Triton Fountain set for two-year restoration project

The restoration of the iconic Triton Fountain will take two years to complete. Photo: Matthew Mirabelli

The restoration of the iconic Triton Fountain will take two years to complete. Photo: Matthew Mirabelli

The Triton Fountain at City Gate, which has been in a poor state for many months, will be restored in time for 2018 when Valletta becomes European Capital City of Culture.

A two-year restoration €500,000 project is set to begin in summer, an Infrastructure Ministry spokeswoman told The Sunday Times of Malta.

The spokeswoman said the project would involve repairs of the three bronze triton statues, the cleansing of the travertine cladding, as well as the upgrading of the mechanical and electrical infrastructure with new energy efficient light fittings.

Though admired by many, the fountain was notorious for its green murky water, which many times posed a health hazard for the public. In view of this the project will include a new water filtration system and the enlargement of the pump room underneath it.

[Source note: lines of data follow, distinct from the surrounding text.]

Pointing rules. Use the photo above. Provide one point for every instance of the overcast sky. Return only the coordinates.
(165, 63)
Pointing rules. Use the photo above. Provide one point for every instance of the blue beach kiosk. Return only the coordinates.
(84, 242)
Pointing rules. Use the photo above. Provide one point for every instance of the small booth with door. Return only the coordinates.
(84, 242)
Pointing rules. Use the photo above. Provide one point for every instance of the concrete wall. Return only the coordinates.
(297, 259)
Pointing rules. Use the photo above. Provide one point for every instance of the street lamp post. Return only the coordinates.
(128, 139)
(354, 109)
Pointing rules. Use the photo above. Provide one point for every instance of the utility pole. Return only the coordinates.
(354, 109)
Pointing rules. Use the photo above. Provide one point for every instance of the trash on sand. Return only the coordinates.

The works are being handled by a multi-disciplinary team led by architect Mireille Fsadni, from the Rehabilitation Projects Office within the Infrastructure Ministry, the spokeswoman said.

“This team has studied the deterioration mechanisms active on the fountain in more detail to determine the best course of action suitable, and the tender documentation is currently being prepared,” she added.

The restoration is the subject of a Mepa permit approved in February 2013, which includes a Restoration Method Statement outlining the works required.

The proposal included the dismantling of the statues and the basin, in order to be treated at a metal foundry, where they would be repainted in the original olive green colour.

Existing water fittings would be replaced by plastic ones, to prevent corrosion whereas the basin would be replaced by an exact replica, due to the irreversible damage caused in the past.

Structural works would be also carried out to strengthen the concrete structure supporting the fountain.

Designed by renowned sculptor Vincent Apap, the fountain was unofficially inaugurated on Saturday May 16, 1959, at a cost of €175,000. Victor Anastasi was responsible for the technical layout and engineering works.

Two decades later, in December 1976, it suffered extensive damage when a talent show was staged on top of the basin to commemorate the second

The basin subsequently collapsed and had to be removed while parts of the statues were permanently damaged. At the time repairs were estimated to cost about €23,300.

The fountain became an eye-sore and was left abandoned until 1986, when a central bronze pillar was added to the structure to withstand the weight of the basin which was fitted back.

In 2011, a controversial proposal to relocate the fountain closer to City Gate as part of the Renzo Piano embellishment project for the entrance of Valletta had to be shelved. Apart from the exorbitant cost estimated to be in the region of €2 million, public opinion was against this idea while experts had raised concerns that the relocation would damage the ageing structure.